Les jeunes actifs marocains ne se contentent plus d’intégrer une entreprise, ils attendent d’y trouver une expérience. C’est l’un des constats majeurs de l’édition 2025 de l’étude Multi Generational Engagement menée dans le cadre de la certification Best Places to Work Maroc. La Génération Z, désormais bien installée sur le marché de l’emploi, impose de nouveaux repères et bouscule les modèles établis.
Contrairement aux clichés qui la décrivent comme instable ou détachée, cette génération exprime surtout un rapport au travail profondément transformé. L’engagement ne découle plus automatiquement d’un contrat ou d’un statut. Il se nourrit du quotidien professionnel, de la qualité des missions confiées et du sentiment de progression.
Près d’un jeune actif sur deux affirme être prêt à quitter un poste s’il n’y trouve ni intérêt ni possibilité d’apprentissage. La fidélité ne relève plus d’un réflexe, elle devient la conséquence d’un environnement stimulant et cohérent avec ses valeurs. Les organisations sont ainsi attendues sur leur capacité à proposer des parcours évolutifs et des responsabilités porteuses de sens.
La recherche d’équilibre occupe également une place centrale. Pour ces jeunes professionnels, il n’est plus question de sacrifier la vie personnelle au nom de la carrière. L’équilibre entre sphère privée et activité professionnelle s’impose comme une condition de base. La performance se mesure davantage à l’impact réel et aux résultats obtenus qu’au nombre d’heures passées au bureau. Cette approche, d’abord associée aux plus jeunes, gagne progressivement l’ensemble des effectifs.

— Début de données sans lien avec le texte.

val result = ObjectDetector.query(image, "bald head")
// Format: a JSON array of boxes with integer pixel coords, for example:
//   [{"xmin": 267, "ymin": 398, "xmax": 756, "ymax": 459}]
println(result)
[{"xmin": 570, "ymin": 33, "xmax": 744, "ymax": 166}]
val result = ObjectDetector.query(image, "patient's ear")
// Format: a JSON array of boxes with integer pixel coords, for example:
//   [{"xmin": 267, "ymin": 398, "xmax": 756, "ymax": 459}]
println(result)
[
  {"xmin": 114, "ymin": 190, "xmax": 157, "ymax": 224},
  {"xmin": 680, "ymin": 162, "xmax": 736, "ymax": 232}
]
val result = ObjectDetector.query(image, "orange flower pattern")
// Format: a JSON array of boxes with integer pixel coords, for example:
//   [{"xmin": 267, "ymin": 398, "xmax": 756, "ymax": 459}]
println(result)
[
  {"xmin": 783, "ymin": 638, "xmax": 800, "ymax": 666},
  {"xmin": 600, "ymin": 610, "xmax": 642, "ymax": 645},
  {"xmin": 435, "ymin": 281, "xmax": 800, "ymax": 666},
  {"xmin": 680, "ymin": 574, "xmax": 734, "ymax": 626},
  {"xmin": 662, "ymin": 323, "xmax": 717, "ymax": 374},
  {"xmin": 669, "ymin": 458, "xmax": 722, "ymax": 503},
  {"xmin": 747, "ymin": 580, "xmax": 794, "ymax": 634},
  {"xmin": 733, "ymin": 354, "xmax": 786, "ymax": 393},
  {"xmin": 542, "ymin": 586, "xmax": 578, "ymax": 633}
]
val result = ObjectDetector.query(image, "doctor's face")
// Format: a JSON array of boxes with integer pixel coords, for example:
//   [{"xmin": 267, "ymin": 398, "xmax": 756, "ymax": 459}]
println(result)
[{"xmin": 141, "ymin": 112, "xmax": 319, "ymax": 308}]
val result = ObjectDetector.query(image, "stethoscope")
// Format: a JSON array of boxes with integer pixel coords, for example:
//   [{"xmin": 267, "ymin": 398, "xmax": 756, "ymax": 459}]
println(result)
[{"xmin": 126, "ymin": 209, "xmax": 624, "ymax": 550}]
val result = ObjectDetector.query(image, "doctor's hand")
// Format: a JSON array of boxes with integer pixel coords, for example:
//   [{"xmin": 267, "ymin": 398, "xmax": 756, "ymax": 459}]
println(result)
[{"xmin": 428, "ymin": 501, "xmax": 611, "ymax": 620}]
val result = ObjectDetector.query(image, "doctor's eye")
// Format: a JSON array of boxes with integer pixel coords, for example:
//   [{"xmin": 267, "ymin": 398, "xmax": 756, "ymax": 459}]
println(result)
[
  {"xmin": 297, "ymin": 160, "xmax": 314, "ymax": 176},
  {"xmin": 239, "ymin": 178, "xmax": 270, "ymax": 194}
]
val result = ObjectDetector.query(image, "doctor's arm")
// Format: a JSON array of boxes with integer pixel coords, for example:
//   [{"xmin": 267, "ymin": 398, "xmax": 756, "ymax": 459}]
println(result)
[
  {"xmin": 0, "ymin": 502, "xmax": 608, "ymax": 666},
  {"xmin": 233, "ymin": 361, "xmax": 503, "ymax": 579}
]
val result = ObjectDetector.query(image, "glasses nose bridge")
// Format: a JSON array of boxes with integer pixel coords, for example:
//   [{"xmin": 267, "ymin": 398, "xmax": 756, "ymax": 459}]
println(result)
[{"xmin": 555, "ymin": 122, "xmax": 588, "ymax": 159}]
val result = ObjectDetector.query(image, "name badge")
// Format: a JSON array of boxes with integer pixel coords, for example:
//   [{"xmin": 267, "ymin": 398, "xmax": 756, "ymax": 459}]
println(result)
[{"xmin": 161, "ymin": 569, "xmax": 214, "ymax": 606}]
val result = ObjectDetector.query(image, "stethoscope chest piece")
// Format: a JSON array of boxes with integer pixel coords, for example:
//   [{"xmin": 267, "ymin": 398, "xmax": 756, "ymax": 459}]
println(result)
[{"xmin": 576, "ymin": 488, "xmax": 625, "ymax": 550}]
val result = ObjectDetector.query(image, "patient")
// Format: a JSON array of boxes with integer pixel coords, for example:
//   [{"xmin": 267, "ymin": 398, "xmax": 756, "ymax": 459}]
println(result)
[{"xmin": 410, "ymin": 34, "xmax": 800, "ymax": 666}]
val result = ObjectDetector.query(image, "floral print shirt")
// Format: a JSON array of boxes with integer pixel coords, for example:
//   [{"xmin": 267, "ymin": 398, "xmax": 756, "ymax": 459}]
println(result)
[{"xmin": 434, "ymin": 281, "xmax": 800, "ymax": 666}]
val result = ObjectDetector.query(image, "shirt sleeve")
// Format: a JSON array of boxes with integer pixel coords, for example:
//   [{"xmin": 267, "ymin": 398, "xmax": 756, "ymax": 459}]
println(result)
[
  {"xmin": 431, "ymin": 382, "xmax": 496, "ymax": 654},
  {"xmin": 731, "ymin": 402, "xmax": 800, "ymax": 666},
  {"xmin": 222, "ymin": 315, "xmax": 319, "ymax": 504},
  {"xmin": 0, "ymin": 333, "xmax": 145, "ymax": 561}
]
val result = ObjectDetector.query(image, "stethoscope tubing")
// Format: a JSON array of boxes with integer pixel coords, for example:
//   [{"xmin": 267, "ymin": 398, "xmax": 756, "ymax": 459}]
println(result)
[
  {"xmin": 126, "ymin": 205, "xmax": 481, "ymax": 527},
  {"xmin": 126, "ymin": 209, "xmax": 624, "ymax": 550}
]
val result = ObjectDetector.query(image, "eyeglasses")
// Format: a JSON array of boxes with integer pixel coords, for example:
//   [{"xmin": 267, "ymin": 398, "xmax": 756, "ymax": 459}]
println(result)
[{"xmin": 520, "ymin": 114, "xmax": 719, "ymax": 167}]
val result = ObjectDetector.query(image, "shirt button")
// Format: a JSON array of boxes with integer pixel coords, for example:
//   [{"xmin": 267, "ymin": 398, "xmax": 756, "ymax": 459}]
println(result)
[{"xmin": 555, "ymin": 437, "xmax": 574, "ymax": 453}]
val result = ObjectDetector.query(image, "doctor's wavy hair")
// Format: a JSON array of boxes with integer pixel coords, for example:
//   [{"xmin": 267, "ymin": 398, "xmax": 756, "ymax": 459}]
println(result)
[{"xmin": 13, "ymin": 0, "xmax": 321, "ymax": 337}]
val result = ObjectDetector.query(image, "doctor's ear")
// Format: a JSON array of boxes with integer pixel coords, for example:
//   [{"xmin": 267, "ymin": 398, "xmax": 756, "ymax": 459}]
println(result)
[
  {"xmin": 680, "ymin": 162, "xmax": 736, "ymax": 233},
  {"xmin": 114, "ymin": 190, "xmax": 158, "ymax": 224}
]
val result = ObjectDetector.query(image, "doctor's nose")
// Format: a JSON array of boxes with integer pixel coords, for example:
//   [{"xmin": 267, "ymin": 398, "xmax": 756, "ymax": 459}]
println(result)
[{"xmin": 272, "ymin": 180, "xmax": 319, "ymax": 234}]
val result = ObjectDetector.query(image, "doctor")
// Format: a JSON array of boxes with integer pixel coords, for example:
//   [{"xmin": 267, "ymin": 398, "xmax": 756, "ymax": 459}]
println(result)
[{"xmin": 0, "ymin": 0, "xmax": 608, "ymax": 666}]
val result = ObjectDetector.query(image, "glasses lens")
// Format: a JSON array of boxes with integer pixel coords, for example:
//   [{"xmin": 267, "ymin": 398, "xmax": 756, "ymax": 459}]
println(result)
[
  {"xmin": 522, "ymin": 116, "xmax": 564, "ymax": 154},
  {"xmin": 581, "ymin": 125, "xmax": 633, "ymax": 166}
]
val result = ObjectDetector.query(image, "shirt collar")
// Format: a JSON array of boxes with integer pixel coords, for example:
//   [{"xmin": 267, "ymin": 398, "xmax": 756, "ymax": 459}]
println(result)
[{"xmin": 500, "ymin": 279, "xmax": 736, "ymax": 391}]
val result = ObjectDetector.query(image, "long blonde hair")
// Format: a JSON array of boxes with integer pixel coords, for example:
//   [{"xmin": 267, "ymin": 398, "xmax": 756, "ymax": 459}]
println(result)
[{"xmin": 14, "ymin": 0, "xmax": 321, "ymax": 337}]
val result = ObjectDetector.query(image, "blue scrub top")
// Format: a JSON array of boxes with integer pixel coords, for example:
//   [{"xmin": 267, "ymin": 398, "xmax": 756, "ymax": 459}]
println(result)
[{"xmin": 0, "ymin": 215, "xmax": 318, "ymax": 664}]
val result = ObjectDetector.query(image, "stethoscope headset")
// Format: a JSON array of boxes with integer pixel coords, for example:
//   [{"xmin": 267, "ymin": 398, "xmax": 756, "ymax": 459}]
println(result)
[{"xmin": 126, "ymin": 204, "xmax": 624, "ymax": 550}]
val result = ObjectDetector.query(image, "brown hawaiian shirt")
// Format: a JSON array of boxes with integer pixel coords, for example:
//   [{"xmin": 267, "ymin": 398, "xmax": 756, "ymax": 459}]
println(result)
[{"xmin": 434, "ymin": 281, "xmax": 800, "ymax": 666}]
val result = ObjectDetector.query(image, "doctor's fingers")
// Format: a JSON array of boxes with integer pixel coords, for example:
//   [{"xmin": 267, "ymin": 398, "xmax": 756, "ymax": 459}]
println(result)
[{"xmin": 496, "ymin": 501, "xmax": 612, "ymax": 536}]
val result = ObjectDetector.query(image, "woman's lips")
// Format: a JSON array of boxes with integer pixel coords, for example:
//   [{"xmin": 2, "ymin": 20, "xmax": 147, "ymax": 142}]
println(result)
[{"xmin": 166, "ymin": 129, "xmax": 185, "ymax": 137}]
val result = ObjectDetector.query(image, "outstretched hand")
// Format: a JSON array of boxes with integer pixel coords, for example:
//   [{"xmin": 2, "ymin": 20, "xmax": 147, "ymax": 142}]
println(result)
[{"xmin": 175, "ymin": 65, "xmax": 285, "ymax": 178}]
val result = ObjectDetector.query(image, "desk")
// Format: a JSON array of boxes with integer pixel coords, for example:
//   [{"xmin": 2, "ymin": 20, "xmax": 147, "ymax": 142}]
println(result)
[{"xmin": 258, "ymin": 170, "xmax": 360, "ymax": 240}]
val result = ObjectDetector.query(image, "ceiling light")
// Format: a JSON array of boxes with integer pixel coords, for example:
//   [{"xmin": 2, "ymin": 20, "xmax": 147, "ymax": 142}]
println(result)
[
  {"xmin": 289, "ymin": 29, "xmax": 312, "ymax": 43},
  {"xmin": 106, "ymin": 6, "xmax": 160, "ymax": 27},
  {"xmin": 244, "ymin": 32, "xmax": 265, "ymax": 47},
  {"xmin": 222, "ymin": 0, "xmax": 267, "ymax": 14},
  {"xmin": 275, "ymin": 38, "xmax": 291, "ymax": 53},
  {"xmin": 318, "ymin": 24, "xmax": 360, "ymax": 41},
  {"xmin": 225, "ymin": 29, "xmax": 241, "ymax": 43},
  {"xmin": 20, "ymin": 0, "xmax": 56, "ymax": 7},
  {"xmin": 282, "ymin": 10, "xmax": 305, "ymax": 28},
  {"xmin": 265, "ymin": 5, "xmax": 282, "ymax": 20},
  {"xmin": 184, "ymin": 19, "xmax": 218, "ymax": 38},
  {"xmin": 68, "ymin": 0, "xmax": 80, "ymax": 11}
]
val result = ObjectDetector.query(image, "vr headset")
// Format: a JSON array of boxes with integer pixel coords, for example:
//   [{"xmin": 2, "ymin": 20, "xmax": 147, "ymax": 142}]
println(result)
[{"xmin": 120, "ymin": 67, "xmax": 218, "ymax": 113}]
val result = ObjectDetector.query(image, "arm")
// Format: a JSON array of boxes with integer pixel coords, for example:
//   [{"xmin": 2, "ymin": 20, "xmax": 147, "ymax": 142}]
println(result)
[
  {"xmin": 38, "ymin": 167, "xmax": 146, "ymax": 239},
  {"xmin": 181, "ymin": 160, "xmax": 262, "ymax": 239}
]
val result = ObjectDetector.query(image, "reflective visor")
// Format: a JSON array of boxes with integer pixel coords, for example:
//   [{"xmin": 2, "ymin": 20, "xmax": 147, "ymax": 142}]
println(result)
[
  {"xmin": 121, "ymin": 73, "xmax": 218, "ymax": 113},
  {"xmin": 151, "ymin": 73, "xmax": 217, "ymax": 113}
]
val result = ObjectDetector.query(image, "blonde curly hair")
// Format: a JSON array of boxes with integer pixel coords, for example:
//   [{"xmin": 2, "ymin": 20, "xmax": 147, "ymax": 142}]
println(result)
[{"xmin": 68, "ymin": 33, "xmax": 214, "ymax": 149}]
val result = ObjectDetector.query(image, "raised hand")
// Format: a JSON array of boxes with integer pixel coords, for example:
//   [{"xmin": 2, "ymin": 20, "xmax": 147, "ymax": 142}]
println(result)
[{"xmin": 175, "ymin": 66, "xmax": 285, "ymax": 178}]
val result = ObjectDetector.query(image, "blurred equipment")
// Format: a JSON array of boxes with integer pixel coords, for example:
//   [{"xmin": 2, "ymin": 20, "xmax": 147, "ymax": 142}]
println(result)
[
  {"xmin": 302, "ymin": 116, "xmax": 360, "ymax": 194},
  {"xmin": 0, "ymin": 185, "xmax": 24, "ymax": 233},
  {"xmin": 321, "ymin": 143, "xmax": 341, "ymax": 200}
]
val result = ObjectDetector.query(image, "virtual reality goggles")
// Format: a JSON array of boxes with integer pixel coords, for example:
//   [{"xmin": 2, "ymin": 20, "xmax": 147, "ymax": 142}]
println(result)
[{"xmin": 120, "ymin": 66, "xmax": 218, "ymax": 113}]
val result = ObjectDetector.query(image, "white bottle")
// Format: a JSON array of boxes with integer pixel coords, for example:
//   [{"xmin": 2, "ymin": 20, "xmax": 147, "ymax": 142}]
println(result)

Le rapport à l’autorité évolue lui aussi. Le titre hiérarchique ne suffit plus à asseoir la légitimité d’un manager. Les jeunes talents attendent compétence, cohérence et capacité d’écoute. Le leadership se construit dans l’exemplarité et la clarté de la vision. Le manager devient accompagnateur, capable de créer les conditions de la réussite collective.
Le sens accordé au travail pèse lourd dans les choix professionnels. Plus de 70 pour cent des répondants issus de la Génération Z déclarent privilégier un emploi utile et aligné avec leurs convictions plutôt qu’une rémunération plus élevée. L’impact sociétal et la contribution concrète de l’entreprise constituent des critères déterminants au moment de s’engager.
La relation professionnelle se veut également plus directe. Les questions liées à la rémunération, aux responsabilités ou aux perspectives d’évolution sont abordées sans détour. Cette attente de transparence traduit une exigence de respect et d’authenticité dans les échanges.
L’étude montre que ces aspirations ne se limitent pas aux plus jeunes. Les niveaux d’engagement restent élevés dans toutes les classes d’âge. Ils atteignent 65 pour cent chez les 22 à 30 ans, 74 pour cent chez les 31 à 45 ans et 75 pour cent au-delà de 46 ans. Les transformations impulsées par la Génération Z semblent ainsi annoncer une évolution plus large et durable du monde du travail.
Dans un contexte de concurrence accrue pour attirer les compétences, les entreprises marocaines sont appelées à revoir leurs priorités. Leadership crédible, communication claire, équilibre de vie respecté et missions alignées avec des valeurs fortes deviennent des leviers stratégiques. L’enjeu dépasse désormais la simple attractivité. Il s’agit de construire des environnements capables de fédérer des collaborateurs aux attentes renouvelées et de soutenir une performance inscrite dans le temps.